Ehinger Krista A, Hidalgo-Sotelo Barbara, Torralba Antonio, Oliva Aude
Department of Brain and Cognitive Sciences, Massachusetts Institute of Technology.
Vis cogn. 2009 Aug 1;17(6-7):945-978. doi: 10.1080/13506280902834720.
How predictable are human eye movements during search in real world scenes? We recorded 14 observers' eye movements as they performed a search task (person detection) in 912 outdoor scenes. Observers were highly consistent in the regions fixated during search, even when the target was absent from the scene. These eye movements were used to evaluate computational models of search guidance from three sources: saliency, target features, and scene context. Each of these models independently outperformed a cross-image control in predicting human fixations. Models that combined sources of guidance ultimately predicted 94% of human agreement, with the scene context component providing the most explanatory power.

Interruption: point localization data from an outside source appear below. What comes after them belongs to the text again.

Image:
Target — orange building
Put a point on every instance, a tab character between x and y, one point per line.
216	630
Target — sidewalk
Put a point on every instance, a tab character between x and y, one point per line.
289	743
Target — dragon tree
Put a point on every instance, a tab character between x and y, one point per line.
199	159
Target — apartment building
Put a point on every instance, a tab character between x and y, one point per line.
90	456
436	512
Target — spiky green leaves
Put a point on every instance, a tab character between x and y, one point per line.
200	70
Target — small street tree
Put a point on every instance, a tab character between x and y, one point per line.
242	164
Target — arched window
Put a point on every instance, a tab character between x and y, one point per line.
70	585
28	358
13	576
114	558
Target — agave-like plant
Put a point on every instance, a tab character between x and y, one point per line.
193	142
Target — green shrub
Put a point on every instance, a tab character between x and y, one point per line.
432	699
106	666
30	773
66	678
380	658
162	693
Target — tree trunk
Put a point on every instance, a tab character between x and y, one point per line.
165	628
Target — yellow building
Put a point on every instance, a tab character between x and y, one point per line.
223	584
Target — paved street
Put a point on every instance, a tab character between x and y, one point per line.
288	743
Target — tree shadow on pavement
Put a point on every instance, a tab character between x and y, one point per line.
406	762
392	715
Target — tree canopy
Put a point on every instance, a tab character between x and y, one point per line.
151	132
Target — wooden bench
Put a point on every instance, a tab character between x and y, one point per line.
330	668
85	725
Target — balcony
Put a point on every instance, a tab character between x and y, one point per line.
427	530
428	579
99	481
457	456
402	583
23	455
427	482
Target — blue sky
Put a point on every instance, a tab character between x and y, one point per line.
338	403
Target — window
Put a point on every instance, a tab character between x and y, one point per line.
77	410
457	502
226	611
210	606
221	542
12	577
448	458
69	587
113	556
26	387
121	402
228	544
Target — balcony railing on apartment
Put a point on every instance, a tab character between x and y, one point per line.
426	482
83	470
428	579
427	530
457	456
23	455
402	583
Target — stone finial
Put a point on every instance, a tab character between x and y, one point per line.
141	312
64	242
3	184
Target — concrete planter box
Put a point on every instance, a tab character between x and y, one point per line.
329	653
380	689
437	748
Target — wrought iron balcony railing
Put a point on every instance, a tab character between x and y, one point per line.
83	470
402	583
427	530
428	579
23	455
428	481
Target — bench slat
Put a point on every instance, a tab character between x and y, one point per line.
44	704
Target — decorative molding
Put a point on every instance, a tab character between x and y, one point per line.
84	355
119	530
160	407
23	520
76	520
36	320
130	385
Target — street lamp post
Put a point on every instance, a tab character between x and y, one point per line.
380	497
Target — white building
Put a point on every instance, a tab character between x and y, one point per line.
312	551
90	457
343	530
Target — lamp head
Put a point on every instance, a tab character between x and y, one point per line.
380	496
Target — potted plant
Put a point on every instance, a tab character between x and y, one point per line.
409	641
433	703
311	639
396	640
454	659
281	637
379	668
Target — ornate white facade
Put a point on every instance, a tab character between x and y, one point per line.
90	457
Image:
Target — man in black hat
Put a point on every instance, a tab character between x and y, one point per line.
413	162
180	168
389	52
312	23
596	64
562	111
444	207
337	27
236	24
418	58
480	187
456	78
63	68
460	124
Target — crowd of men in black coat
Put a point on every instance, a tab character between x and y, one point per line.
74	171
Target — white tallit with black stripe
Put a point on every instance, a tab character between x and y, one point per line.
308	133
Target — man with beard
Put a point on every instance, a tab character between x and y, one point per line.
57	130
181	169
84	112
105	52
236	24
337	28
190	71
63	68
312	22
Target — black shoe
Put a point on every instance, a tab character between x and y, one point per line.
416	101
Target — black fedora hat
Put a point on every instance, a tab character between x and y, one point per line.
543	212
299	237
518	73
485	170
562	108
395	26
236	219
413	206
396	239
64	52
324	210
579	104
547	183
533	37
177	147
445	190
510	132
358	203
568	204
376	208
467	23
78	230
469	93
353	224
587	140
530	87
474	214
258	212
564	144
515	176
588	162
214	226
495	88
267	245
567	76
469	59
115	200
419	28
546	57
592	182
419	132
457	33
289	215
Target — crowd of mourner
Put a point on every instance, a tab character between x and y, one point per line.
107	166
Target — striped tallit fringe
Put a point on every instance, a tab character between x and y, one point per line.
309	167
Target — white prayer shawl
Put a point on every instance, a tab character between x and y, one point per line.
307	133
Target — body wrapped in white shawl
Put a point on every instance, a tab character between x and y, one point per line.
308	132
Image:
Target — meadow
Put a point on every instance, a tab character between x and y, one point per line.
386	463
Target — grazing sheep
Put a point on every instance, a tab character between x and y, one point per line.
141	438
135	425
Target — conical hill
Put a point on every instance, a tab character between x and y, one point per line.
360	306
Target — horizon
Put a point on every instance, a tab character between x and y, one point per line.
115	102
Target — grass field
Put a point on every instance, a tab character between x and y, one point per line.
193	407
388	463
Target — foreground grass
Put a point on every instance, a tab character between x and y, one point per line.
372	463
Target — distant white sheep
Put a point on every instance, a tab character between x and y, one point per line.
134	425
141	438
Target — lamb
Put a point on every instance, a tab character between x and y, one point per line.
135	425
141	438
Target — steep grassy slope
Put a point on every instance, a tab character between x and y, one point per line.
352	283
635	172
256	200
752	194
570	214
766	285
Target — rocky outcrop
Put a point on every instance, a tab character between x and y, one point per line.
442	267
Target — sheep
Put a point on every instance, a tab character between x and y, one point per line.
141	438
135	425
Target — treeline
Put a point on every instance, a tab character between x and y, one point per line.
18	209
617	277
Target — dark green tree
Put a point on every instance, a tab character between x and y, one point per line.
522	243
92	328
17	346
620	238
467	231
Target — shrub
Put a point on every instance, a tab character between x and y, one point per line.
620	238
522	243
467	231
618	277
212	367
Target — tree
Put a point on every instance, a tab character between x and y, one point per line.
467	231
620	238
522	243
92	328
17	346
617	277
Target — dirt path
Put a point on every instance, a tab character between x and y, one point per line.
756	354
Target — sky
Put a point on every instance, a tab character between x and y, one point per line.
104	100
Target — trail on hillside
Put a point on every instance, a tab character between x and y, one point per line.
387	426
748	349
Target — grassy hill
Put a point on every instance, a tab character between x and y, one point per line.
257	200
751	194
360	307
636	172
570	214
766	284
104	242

None of the models, however, could reach the precision and fidelity of an attentional map defined by human fixations. This work puts forth a benchmark for computational models of search in real world scenes. Further improvements in modeling should capture mechanisms underlying the selectivity of observer's fixations during search.

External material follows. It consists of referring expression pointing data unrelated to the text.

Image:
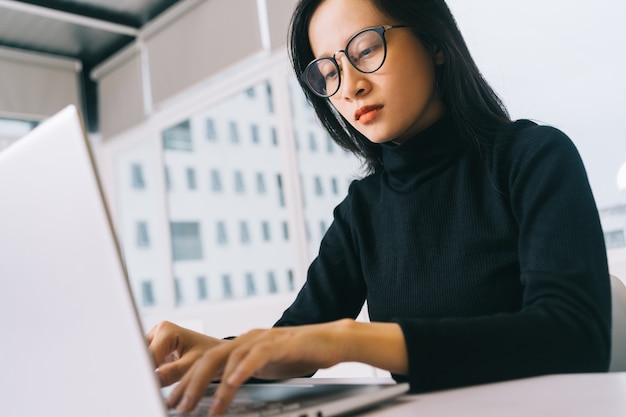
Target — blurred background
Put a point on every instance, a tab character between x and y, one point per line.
220	180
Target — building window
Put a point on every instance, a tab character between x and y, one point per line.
318	186
260	183
270	99
168	179
281	193
272	288
254	131
147	294
234	132
290	283
203	293
191	178
312	142
138	181
143	239
615	239
216	181
265	226
227	286
211	134
186	241
244	234
178	138
239	185
250	286
334	184
178	291
222	237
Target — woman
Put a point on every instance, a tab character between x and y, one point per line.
475	240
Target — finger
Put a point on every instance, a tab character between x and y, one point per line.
191	388
242	363
163	341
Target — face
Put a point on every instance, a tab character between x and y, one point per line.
397	101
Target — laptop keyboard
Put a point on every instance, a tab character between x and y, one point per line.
241	409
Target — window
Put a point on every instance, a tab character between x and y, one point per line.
250	286
270	99
186	241
203	293
147	294
178	138
216	181
334	185
234	132
260	183
239	185
312	142
281	194
168	179
254	131
222	237
138	181
191	178
143	239
211	134
319	191
290	283
178	291
265	226
227	286
272	288
244	234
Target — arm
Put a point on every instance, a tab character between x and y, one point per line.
286	352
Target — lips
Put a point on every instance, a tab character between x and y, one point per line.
367	113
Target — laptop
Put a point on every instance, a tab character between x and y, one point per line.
72	341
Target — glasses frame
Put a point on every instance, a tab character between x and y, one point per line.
380	30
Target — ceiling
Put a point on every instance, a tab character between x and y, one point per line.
86	30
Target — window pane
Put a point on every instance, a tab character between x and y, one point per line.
241	194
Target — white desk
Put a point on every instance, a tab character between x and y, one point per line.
575	395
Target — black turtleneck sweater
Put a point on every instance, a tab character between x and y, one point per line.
490	258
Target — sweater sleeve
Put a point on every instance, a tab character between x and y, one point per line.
565	319
334	288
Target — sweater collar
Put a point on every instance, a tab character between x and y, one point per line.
423	156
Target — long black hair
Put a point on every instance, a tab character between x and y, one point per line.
474	108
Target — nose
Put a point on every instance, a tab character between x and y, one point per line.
354	83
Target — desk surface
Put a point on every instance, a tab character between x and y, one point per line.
574	395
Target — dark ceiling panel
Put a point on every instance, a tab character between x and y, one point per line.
36	33
134	13
32	30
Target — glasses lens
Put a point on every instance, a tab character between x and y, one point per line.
322	76
366	51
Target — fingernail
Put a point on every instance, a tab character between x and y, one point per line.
234	378
216	405
185	404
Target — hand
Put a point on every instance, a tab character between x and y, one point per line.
175	349
271	354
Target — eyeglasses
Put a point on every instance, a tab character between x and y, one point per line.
366	51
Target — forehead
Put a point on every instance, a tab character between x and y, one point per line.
335	21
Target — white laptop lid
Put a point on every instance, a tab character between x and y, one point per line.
71	341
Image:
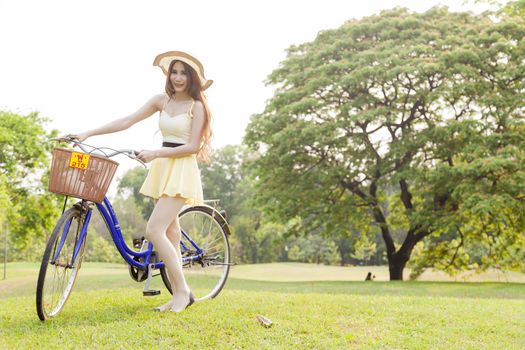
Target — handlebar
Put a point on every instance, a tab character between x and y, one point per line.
99	150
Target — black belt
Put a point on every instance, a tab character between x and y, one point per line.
171	144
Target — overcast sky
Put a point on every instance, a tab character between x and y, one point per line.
84	63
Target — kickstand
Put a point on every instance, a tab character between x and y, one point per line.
150	292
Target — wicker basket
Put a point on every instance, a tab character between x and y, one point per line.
81	175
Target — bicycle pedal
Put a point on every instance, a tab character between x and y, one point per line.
150	293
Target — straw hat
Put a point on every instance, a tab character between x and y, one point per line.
164	59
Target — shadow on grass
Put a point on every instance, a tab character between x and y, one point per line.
406	288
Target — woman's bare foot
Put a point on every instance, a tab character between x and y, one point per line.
181	301
164	307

在现实世界场景中进行搜索时,人类的眼球运动有多可预测?我们记录了14名观察者在912个户外场景中执行搜索任务(人物检测)时的眼球运动。即使场景中没有目标,观察者在搜索过程中注视的区域也高度一致。这些眼球运动被用于评估来自三个来源的搜索引导计算模型:显著性、目标特征和场景上下文。在预测人类注视点方面,这些模型中的每一个都独立地优于跨图像控制模型。结合引导来源的模型最终预测出了94%的人类一致性,其中场景上下文部分提供了最大的解释力。然而,没有一个模型能够达到由人类注视定义的注意力地图的精度和保真度。这项工作为现实世界场景中的搜索计算模型提出了一个基准。建模方面的进一步改进应该捕捉到观察者在搜索过程中注视选择性背后的机制。